Barbara Harris (Ellen Andrews), Jodie Foster (Annabel Andrews), John Astin (William Andrews), Marc McClure (Boris Harris), Sparky Marcus (Ben Andrews)


Plot

Housewife Ellen Andrews and her 13 year-old daughter Annabel have a heated breakfast-table argument. Separately but simultaneously, both wish that the other could be in their body for a day just to know what it was like and both are startled when the wish comes true. In Ellen’s body, Annabel is left with having to do the housework, while in Annabel’s body, Ellen has to survive an entire day at school. In both instances, events plunge wildly out of control.


The 1970s was a time when Disney’s animation output was at its lowest ebb ever and the studio was surviving by a constant output of live-action films – the mostly banal likes of the Dexter Reilly, the Witch Mountain and the Herbie films. Freaky Friday is one of the inspired joys to emerge during this era. Plotwise it is a lightweight variant on the familiar bodyswap comedy of 1940s, with films like Turnabout (1940) and Vice Versa (1948), but it comes with considerable slapstick liveliness. (For more of an overview of the genre see Bodyswap Films).

For once in these bodyswap comedies, the two central performers have combined to closely tie their mannerisms together. The joy of the film is Barbara Harris’s boisterous performance. She has the ability to make the activities of a roaming false eyelash into something side-splitting. Her sly preening to the audience – persuading Marc McClure to drive: “In the very least I’m a fruitcake, but what kind of a person are you to let a fruitcake drive a car?” – is wonderful. It is a truly great shame that Barbara Harris seems to have entirely vanished from the acting profession today. Jodie Foster, who had just come from the success of Taxi Driver (1976) and only age fourteen, gives a fine performance too.

(l to r) Daughter Jodie Foster and mother Barbara Harris swap bodies in Freaky Friday (1976)
(l to r) Daughter Jodie Foster and mother Barbara Harris swap bodies

The film is full of so many droll, witty deadpan gags – just the image of housewife Barbara Harris skateboarding down the driveway before her bewildered husband John Astin. There are a number of rather entertaining slapstick scenes with out-of-control washing machines and an electric typewriter that manage to blow up a whole classroom. Although by the climactic chase where several cop cars in predictable Disney fashion take to the air, get triangularly compacted and bifurcated by crashes into walls, and Jodie Foster takes to the air on a set of water-skis, things get a little over-the-top even for this.

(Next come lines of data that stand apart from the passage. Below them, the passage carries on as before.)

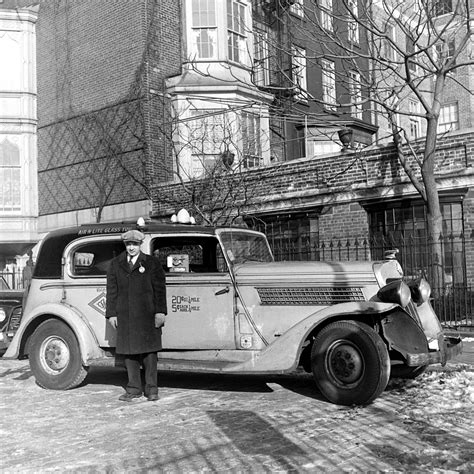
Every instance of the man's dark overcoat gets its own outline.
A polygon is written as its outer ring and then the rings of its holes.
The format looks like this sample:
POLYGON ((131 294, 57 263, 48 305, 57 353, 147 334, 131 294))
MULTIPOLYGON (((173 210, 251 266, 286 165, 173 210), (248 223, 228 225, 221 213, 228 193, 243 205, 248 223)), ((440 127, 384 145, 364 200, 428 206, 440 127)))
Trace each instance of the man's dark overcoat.
POLYGON ((105 317, 117 317, 117 353, 161 350, 155 313, 166 312, 165 273, 156 258, 140 252, 132 270, 126 252, 110 262, 105 317))

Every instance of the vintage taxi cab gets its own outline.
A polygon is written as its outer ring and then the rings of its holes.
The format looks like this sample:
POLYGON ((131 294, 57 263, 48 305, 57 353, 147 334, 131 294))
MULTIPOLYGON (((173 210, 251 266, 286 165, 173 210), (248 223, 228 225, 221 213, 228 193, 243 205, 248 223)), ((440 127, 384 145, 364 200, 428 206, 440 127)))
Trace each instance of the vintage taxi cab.
MULTIPOLYGON (((176 219, 175 219, 176 220, 176 219)), ((28 357, 37 383, 70 389, 94 364, 115 362, 106 322, 106 272, 137 224, 94 224, 48 234, 21 324, 6 357, 28 357)), ((247 228, 142 222, 142 250, 166 272, 168 316, 158 368, 239 374, 312 372, 330 402, 364 405, 392 373, 415 377, 460 352, 421 279, 394 258, 275 262, 247 228)))

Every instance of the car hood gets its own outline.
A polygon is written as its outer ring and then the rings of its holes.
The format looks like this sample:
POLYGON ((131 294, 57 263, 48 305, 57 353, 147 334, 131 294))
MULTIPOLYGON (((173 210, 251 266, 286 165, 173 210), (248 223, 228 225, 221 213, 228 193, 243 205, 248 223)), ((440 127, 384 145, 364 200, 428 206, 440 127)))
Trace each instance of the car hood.
POLYGON ((234 273, 237 280, 371 285, 377 284, 373 265, 374 262, 246 262, 236 265, 234 273))
POLYGON ((21 303, 23 294, 24 290, 0 290, 0 303, 10 301, 21 303))

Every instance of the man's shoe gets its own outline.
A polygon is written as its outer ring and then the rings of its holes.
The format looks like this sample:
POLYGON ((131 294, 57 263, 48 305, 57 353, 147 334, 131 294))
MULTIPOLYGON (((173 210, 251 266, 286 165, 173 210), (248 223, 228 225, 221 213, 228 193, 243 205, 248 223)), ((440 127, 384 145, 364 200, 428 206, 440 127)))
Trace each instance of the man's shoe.
POLYGON ((120 395, 119 400, 121 402, 131 402, 135 398, 140 398, 141 396, 141 393, 124 393, 123 395, 120 395))

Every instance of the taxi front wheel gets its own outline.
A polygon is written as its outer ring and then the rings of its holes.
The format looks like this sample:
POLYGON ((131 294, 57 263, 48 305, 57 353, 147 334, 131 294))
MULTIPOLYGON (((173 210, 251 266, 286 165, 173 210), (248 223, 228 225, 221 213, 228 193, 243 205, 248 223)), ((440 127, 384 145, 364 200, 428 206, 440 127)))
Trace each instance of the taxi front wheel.
POLYGON ((68 390, 87 375, 76 336, 69 326, 55 319, 36 328, 29 344, 29 360, 36 383, 43 388, 68 390))
POLYGON ((337 321, 316 336, 311 368, 321 393, 338 405, 366 405, 386 388, 390 357, 382 338, 367 324, 337 321))

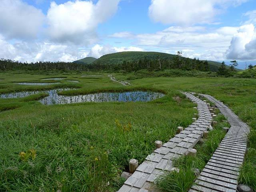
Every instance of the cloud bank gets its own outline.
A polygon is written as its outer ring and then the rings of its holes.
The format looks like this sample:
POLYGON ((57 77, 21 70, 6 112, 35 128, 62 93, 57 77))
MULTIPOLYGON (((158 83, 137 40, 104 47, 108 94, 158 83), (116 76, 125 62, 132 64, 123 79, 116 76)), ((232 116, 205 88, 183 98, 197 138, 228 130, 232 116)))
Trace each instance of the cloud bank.
POLYGON ((254 25, 245 25, 239 28, 232 38, 226 56, 229 59, 256 59, 256 31, 254 25))
POLYGON ((248 0, 152 0, 148 14, 156 22, 177 25, 208 24, 228 7, 248 0))

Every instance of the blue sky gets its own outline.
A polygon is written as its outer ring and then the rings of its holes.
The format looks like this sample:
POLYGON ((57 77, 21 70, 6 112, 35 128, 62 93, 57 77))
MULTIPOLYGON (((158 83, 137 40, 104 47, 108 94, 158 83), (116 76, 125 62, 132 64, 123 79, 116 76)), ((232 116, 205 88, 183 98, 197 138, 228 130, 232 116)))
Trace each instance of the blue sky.
POLYGON ((240 68, 244 61, 256 64, 256 0, 1 1, 1 58, 72 61, 179 50, 190 58, 236 60, 240 68))

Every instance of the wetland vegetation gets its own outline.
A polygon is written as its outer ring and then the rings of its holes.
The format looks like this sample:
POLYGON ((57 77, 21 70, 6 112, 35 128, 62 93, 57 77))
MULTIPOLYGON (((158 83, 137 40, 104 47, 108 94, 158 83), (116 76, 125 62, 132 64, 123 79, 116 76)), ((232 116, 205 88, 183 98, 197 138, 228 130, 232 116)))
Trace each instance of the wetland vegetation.
MULTIPOLYGON (((24 97, 0 99, 0 138, 5 141, 0 144, 1 190, 116 191, 124 182, 120 176, 127 170, 129 159, 134 158, 141 163, 154 149, 154 141, 166 142, 176 134, 178 126, 185 127, 192 122, 196 112, 193 108, 195 104, 178 90, 214 96, 228 104, 249 124, 252 128, 250 148, 240 182, 256 188, 256 79, 130 78, 133 73, 113 74, 117 79, 131 84, 125 87, 111 81, 107 74, 100 75, 103 75, 82 77, 87 75, 56 71, 0 73, 1 94, 34 92, 24 97), (47 80, 60 83, 58 84, 13 83, 46 82, 42 79, 64 76, 66 78, 47 80), (64 96, 146 90, 163 93, 165 96, 148 102, 47 106, 38 101, 47 98, 49 94, 47 91, 58 89, 62 89, 58 94, 64 96)), ((218 130, 212 134, 217 141, 214 146, 222 136, 218 130)), ((199 168, 203 167, 212 151, 208 148, 212 147, 212 144, 210 141, 206 143, 198 146, 199 154, 202 154, 200 159, 193 160, 196 161, 199 168), (206 154, 208 150, 209 153, 206 154)), ((184 165, 191 165, 190 160, 180 161, 181 166, 185 168, 184 165)))

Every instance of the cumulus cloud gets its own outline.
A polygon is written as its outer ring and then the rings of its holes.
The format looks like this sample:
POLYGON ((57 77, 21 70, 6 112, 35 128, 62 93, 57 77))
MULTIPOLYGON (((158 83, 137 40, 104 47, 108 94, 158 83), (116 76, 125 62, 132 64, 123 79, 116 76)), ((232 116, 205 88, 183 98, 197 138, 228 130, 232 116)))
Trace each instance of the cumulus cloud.
POLYGON ((134 43, 147 49, 163 49, 172 54, 182 51, 184 56, 191 58, 223 60, 226 59, 225 53, 238 28, 223 27, 209 30, 202 26, 172 26, 154 33, 138 34, 134 43))
POLYGON ((245 24, 256 24, 256 10, 248 11, 244 14, 244 16, 248 17, 249 20, 245 22, 245 24))
POLYGON ((0 33, 8 38, 35 38, 45 16, 42 11, 20 0, 2 0, 0 33))
POLYGON ((58 42, 92 44, 97 38, 97 26, 116 12, 120 0, 99 0, 95 4, 80 0, 52 2, 47 16, 48 34, 58 42))
POLYGON ((134 37, 135 35, 130 32, 124 31, 118 33, 115 33, 112 35, 109 35, 110 37, 116 38, 124 38, 126 39, 132 39, 134 37))
POLYGON ((99 58, 102 55, 117 52, 144 51, 143 49, 138 47, 130 46, 117 48, 108 45, 101 46, 97 44, 92 48, 88 55, 96 58, 99 58))
POLYGON ((226 55, 230 59, 256 60, 256 31, 253 24, 240 27, 232 38, 226 55))
POLYGON ((164 24, 192 25, 208 24, 230 6, 237 6, 248 0, 151 0, 150 17, 164 24))
POLYGON ((72 62, 86 57, 88 52, 78 50, 75 46, 49 42, 19 41, 12 44, 0 35, 0 58, 29 62, 72 62))

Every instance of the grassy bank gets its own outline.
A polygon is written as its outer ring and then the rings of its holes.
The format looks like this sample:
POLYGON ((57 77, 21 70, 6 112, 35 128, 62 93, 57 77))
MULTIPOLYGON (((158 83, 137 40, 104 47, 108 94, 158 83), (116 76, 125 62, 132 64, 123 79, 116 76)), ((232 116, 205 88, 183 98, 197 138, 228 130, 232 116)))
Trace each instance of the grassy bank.
MULTIPOLYGON (((78 89, 63 93, 143 89, 162 90, 166 93, 166 96, 147 103, 50 106, 37 102, 36 96, 22 99, 27 100, 0 99, 0 108, 4 104, 18 106, 16 109, 0 113, 0 138, 5 141, 0 144, 2 165, 0 167, 0 190, 116 191, 123 182, 119 175, 127 168, 129 158, 142 162, 154 149, 155 140, 166 141, 175 134, 177 126, 186 127, 191 123, 194 104, 184 99, 178 90, 212 95, 228 104, 244 121, 256 129, 256 80, 147 78, 128 80, 132 85, 126 88, 112 82, 106 75, 81 76, 84 74, 1 73, 0 78, 3 80, 0 81, 0 92, 70 86, 78 89), (50 80, 49 82, 61 83, 44 86, 12 83, 45 82, 42 79, 63 76, 80 82, 50 80), (173 98, 177 96, 182 98, 173 98), (122 126, 116 126, 116 119, 122 126), (132 126, 130 130, 124 128, 128 124, 132 126), (36 150, 33 160, 29 151, 32 148, 36 150), (21 152, 25 154, 20 155, 21 152)), ((124 80, 128 78, 128 75, 115 76, 124 80)), ((253 138, 250 140, 252 142, 253 138)), ((255 156, 250 157, 252 160, 249 169, 256 164, 255 156)), ((244 177, 248 178, 248 174, 255 175, 245 171, 244 177)), ((254 182, 251 180, 251 183, 254 182)))

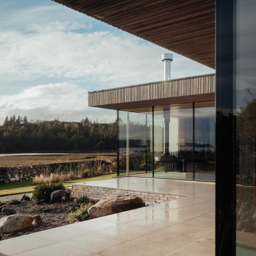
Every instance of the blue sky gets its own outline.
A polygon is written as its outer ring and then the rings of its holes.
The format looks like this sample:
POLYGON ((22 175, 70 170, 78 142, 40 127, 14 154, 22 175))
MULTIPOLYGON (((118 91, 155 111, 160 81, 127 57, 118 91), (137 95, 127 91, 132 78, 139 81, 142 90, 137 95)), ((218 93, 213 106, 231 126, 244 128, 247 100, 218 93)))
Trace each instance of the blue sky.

Disney later remade the 1972 Mary Rogers book three times:- as a tv movie Freaky Friday (1995) with Shelley Long and Gaby Hoffmann in the mother-daughter roles; an amiable cinematically-released remake Freaky Friday (2003) with Jamie Lee Curtis and Lindsay Lohan in the respective roles; before the story was adapted into an off-Broadway musical in 2016 and this was filmed for the Disney Channel as Freaky Friday (2018) with Heidi Blickenstaff and Cozi Zuehlsdorff as mother and daughter.

Freaky Friday was the highpoint of tv director Gary Nelson’s career. Nelson next made the flop Disney science-fiction outing The Black Hole (1979) and Cannon’s Allan Quatermain and the Lost City of Gold (1986). The rest of Nelson’s work has been in television.